SSdf <- d2 %>% group_by(zone) %>% summarize(N=n(), Nss = sum(des %in% c("Swinging Strike", "Swinging Strike (Blocked)"))) %>% mutate(pSS = Nss / N) %>% arrange(desc(pSS)) %>% filter(!is.na(zone)) %>% inner_join(zones)
## Joining, by = "zone"
ggplot(SSdf) + geom_polygon(aes(x=x,y=y,fill=pSS, group=zone), alpha=.8) + scale_fill_gradientn(colours=c('blue','white','red'))
Again the results aren’t too surprising. Swings and misses occur most on low pitches outside the strike zone. If they were in the strike zone, they would be more likely to make contact. The lowest swinging strike rate is right in the center of the strike zone, which should be the easiest place to make contact.

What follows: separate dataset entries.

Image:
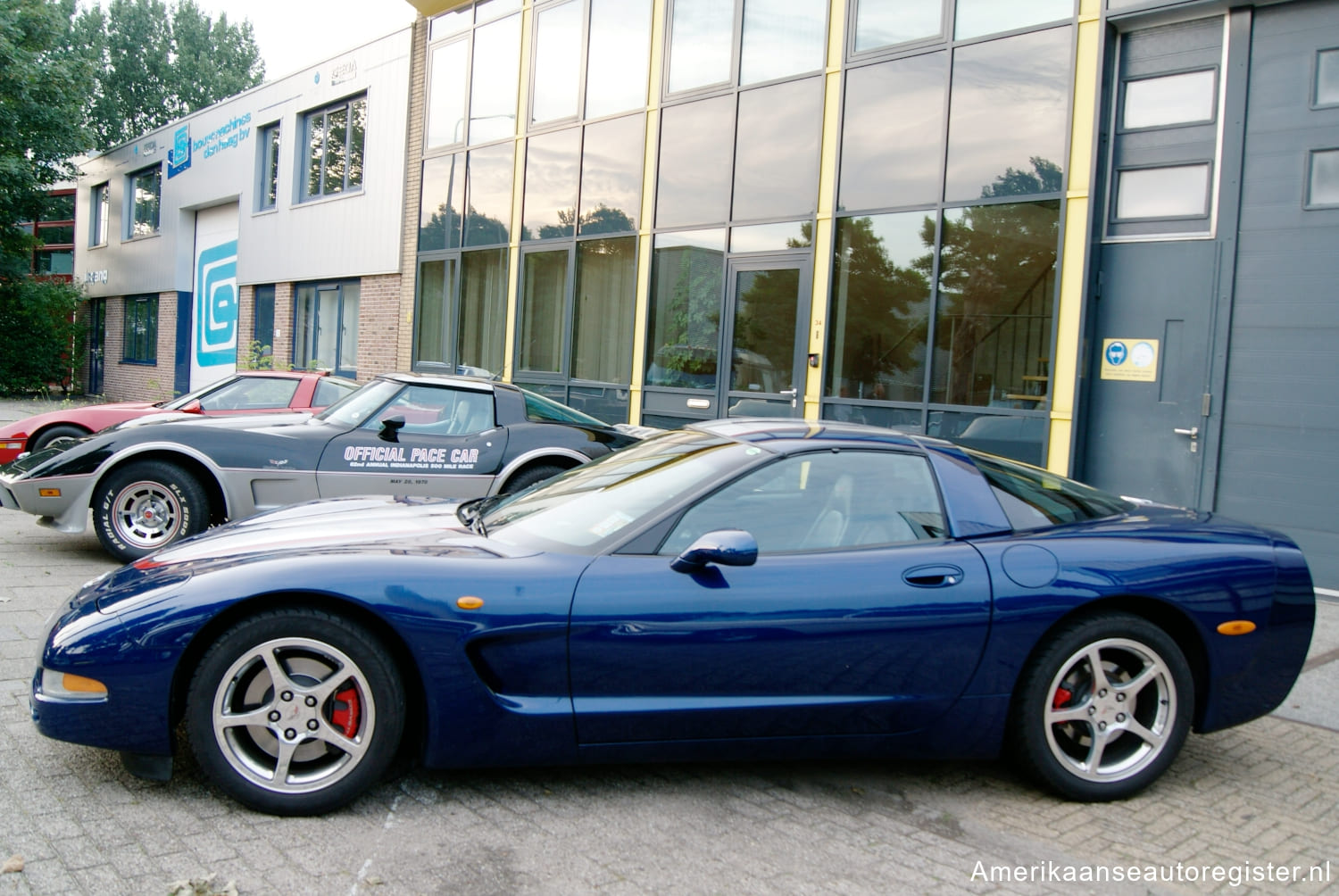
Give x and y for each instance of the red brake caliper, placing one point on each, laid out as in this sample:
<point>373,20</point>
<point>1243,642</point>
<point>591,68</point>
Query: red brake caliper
<point>345,711</point>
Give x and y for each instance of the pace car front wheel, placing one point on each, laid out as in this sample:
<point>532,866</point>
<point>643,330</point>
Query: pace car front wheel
<point>147,505</point>
<point>1103,709</point>
<point>295,711</point>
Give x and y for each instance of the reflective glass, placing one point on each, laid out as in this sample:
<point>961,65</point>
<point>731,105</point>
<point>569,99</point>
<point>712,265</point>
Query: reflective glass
<point>544,283</point>
<point>702,37</point>
<point>878,323</point>
<point>777,150</point>
<point>446,94</point>
<point>551,185</point>
<point>618,56</point>
<point>1177,192</point>
<point>687,278</point>
<point>977,18</point>
<point>497,71</point>
<point>611,176</point>
<point>993,318</point>
<point>894,133</point>
<point>489,195</point>
<point>1010,115</point>
<point>883,23</point>
<point>1323,185</point>
<point>694,179</point>
<point>602,313</point>
<point>1327,78</point>
<point>1170,99</point>
<point>782,37</point>
<point>481,326</point>
<point>439,208</point>
<point>557,62</point>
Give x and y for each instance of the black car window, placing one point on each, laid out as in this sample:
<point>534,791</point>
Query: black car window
<point>1034,499</point>
<point>822,502</point>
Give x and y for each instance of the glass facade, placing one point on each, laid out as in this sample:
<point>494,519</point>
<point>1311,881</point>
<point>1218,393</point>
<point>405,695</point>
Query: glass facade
<point>940,212</point>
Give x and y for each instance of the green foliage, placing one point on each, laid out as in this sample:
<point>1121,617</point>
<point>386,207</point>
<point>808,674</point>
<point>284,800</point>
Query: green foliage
<point>43,342</point>
<point>154,63</point>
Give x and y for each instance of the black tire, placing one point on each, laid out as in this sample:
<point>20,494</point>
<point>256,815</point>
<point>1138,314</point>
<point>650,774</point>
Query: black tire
<point>145,507</point>
<point>337,711</point>
<point>530,476</point>
<point>1102,737</point>
<point>63,431</point>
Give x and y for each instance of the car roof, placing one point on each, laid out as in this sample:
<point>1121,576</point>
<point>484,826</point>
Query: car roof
<point>805,433</point>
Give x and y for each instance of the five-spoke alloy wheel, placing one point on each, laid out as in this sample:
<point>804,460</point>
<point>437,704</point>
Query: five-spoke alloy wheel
<point>1103,709</point>
<point>296,711</point>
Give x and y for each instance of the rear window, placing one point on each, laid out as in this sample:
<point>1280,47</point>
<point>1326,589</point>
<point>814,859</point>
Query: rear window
<point>1034,499</point>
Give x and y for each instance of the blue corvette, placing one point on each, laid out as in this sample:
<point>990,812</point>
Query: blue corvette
<point>734,590</point>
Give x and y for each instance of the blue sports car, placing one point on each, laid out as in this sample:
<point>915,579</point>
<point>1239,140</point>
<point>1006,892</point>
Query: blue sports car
<point>733,591</point>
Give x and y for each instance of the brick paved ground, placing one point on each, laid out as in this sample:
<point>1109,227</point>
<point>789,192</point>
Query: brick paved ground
<point>1267,792</point>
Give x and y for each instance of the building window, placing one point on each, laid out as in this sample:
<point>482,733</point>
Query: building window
<point>141,334</point>
<point>145,200</point>
<point>98,208</point>
<point>326,327</point>
<point>268,187</point>
<point>335,138</point>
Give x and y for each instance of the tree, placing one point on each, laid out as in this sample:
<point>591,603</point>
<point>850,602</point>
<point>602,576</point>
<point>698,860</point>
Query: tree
<point>153,63</point>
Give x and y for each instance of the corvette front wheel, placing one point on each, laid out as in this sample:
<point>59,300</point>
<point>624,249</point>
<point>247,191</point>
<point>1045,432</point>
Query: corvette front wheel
<point>147,505</point>
<point>296,711</point>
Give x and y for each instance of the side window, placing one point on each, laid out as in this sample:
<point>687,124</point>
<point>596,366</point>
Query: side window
<point>822,502</point>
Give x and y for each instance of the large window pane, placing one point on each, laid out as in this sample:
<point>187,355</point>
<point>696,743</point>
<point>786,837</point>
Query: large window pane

So far we’ve been looking at the rate of swings and misses as a proportion of all pitches. What if we just look at pitches the batters swung at? We’ll have swings and misses on one hand, and contact on the other. In other words, given that the batter swung, what is the proportion that were misses?
SSdf2 <- d2 %>% group_by(zone) %>% summarize(N=n(), Ncontact=sum(des %in% c("Foul", "Foul (Runner Going)", "Foul Bunt", "Foul Tip", "In play, no out", "In play, out(s)", "In play, run(s)")), Nss = sum(des %in% c("Swinging Strike", "Swinging Strike (Blocked)"))) %>% mutate(pSSwung = Nss / (Nss + Ncontact)) %>% filter(!is.na(zone)) %>% inner_join(zones, by="zone")
ggplot(SSdf2) + geom_polygon(aes(x=x,y=y,fill=pSSwung, group=zone), alpha=.8) + scale_fill_gradientn(colours=c('blue','white','red'))
It’s highest below the strike zone, lowest in the center row of the strike zone. Similar trend as when looking at swinging strikes as a proportion of all pitches.